For the defender of scientism to suddenly back away from the obligation to provide evidence for his beliefs on a point this fundamental is unacceptable. But since, as I’ve already demonstrated, there is no empirical way of defending PFT, we are forced to conclude that defending the assumption – and ultimately defending science itself – must rest on a philosophical foundation rather than an empirical one. And, thus, it follows that the claim that science is the only source of knowledge is false.
This is enough to make the case against scientism, but another word ought to be said about the ideology’s reception among popular intellectuals. Every detail of the argument I have just presented in this essay can be found in both David Hume and Immanuel Kant, two architects of modern philosophy whom Steven Pinker favorably cites in his breezy intellectual history at the beginning of Enlightenment Now. Material for similar arguments can be found in practically every other philosopher of any importance before the Enlightenment, and quite a few for a century afterwards: Plato, Aristotle, Plotinus, Augustine, Duns Scotus, Aquinas, Ockham, Descartes, Spinoza, Locke, Reid, Schopenhauer, Hartmann, and Soloviev, to name a few. The argument I’ve presented in this essay is not, for these philosophers and quite a few more in the last century, some arcane and especially difficult conclusion. If philosophy were mathematics, the argument against scientism wouldn’t be transfinite arithmetic or modern geometry, it would be remedial pre-algebra. The ability to reflect on our own thinking and seek out the justification for our starting principles is the very foundation point of philosophy, and yet it’s something which popular science and public intellectuals cannot seem to discuss without lapsing into caricatures or wildly pointing fingers at religion or German Romantic aestheticism as the only conceivable source of opposition to scientism.

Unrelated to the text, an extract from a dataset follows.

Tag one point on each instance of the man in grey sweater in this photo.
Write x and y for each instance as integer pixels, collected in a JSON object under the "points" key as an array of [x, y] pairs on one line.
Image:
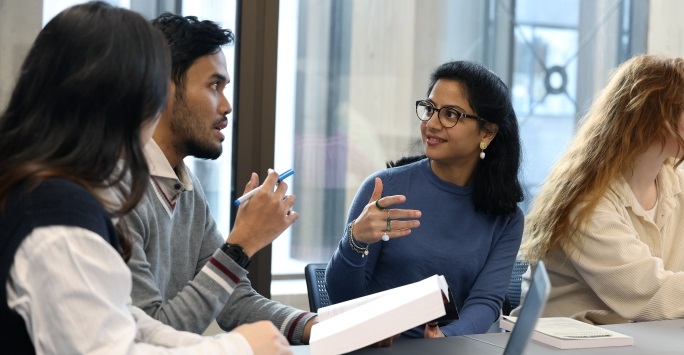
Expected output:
{"points": [[185, 273]]}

But it just isn’t so – philosophers like Hume, who made a poor secret of his anti-Christian sentiments, and Spinoza, who was excommunicated from the synagogue for his pantheistic views, were hardly writing axe-grinding defenses of traditional religion. They were attempting to do philosophy well, which led them both to recognize the necessity of reasoning that went beyond the empirical, even as both of them developed radically different systems. If popular science writers wish to defend scientism, they would do well to demonstrate a modicum of understanding of the best arguments against their position. But to invoke the PFT one last time, given their past behavior, I wouldn’t count on it for the foreseeable future.